Of late, there has been a lot of discussion about the validity of the IPCC warming forecasts because global temperatures, particularly when measured by anyone but the GISS, have been flat to declining and have in any case been well under the IPCC median projections.
There has been a lot of debate about the use of various statistical tests, and how far and for how long temperatures need to run well below the forecast line before the forecasts can be considered to be invalid. Beyond the statistical arguments, part of the discussion has been about the actual physical properties of the system (is there a time delay? is heat being stored somewhere?) Part of the discussion has been just silly (IPCC defenders have claimed the forecasts had really, really big error bars, such that they can argue the forecasts are still valid while at the same time calling into question their utility).

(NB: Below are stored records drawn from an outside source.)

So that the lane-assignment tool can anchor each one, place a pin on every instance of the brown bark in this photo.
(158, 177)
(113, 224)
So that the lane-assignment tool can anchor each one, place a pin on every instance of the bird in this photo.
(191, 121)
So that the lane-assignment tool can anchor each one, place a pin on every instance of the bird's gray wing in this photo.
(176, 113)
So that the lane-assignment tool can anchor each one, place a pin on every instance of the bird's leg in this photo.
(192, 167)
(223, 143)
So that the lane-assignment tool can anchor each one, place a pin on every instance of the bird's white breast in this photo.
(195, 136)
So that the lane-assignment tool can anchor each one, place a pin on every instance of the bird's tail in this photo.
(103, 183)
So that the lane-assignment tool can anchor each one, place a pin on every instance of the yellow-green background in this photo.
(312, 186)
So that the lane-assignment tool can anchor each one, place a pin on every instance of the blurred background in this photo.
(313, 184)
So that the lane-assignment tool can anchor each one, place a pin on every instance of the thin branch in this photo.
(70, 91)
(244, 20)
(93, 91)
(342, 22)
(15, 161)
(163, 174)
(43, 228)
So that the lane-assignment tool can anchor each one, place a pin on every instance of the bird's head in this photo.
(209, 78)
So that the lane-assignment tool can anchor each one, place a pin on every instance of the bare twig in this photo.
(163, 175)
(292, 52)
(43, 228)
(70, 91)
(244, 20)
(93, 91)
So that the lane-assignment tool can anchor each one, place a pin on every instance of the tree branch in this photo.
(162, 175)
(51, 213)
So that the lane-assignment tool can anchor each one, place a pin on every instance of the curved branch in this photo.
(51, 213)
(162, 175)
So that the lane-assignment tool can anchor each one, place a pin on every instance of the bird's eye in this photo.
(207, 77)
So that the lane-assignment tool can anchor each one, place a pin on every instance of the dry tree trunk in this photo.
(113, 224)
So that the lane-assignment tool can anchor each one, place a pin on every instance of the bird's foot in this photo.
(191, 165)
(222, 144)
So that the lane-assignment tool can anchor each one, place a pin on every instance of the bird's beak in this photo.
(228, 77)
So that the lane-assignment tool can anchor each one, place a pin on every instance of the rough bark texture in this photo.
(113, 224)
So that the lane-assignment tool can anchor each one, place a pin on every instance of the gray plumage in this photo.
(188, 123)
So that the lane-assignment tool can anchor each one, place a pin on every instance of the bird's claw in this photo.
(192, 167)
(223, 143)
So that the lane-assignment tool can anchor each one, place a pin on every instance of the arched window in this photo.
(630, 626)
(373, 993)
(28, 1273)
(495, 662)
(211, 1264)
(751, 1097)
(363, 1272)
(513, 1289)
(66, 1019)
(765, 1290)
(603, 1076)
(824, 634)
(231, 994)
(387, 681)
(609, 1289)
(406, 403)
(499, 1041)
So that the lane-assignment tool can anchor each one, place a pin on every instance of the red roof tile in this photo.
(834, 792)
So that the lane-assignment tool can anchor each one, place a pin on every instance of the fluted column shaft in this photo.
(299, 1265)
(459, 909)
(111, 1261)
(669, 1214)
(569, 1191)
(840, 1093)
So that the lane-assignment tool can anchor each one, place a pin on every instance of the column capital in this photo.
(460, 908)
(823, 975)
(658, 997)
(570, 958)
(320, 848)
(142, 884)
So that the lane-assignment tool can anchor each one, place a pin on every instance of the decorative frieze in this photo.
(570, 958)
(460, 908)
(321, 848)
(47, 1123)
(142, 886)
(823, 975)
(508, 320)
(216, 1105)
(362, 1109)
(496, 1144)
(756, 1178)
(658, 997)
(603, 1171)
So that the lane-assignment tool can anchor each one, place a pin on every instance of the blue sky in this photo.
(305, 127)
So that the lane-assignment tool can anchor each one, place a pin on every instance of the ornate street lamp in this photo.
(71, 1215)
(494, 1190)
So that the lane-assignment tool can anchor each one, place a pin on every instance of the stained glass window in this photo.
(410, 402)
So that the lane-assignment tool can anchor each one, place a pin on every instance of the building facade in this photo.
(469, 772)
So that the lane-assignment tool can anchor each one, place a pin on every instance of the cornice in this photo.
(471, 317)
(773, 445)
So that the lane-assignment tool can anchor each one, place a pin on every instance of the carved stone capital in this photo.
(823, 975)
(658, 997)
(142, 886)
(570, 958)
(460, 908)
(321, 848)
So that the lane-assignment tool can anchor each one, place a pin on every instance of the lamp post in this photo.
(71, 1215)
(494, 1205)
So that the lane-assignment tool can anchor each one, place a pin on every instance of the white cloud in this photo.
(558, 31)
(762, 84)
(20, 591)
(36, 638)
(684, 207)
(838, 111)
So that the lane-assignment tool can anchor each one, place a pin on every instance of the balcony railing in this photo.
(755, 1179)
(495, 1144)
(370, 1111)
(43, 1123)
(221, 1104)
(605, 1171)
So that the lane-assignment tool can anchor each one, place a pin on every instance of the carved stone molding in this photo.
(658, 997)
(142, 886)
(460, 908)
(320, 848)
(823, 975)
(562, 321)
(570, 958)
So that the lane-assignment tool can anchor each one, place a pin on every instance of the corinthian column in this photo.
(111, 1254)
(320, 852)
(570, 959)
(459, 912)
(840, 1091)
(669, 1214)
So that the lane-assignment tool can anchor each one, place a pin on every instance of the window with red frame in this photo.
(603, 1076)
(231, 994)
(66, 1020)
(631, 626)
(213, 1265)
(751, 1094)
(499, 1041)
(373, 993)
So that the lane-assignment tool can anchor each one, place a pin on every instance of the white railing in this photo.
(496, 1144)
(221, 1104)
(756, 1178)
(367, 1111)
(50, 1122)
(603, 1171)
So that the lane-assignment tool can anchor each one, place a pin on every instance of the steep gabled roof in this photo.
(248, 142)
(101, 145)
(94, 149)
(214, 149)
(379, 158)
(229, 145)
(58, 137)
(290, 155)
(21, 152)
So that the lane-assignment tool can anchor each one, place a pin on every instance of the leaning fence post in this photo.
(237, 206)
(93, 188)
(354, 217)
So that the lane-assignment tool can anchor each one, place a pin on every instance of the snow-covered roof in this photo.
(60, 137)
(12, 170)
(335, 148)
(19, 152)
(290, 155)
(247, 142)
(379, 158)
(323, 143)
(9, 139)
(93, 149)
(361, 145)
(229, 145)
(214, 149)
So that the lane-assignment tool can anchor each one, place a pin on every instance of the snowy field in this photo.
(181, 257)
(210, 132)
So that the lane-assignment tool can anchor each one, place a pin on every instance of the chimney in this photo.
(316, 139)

Roger Pielke offers an alternative approach to validating these forecasts. For quite a while, he has argued that measuring the changes in ocean heat content is a better way to look for a warming signal than to try to look at a global surface temperature anomaly. He argues:
Heat, unlike temperature at a single level as used to construct a global average surface temperature trend, is a variable in physics that can be assessed at any time period (i.e. a snapshot) to diagnose the climate system heat content. Temperature not only has a time lag, but a single level represents an insignificant amount of mass within the climate system.
What he finds is a hell of a lot of missing heat. In fact, he finds virtually none of the heat that should have been added over the last four years if IPCC estimates of forcing due to CO2 are correct.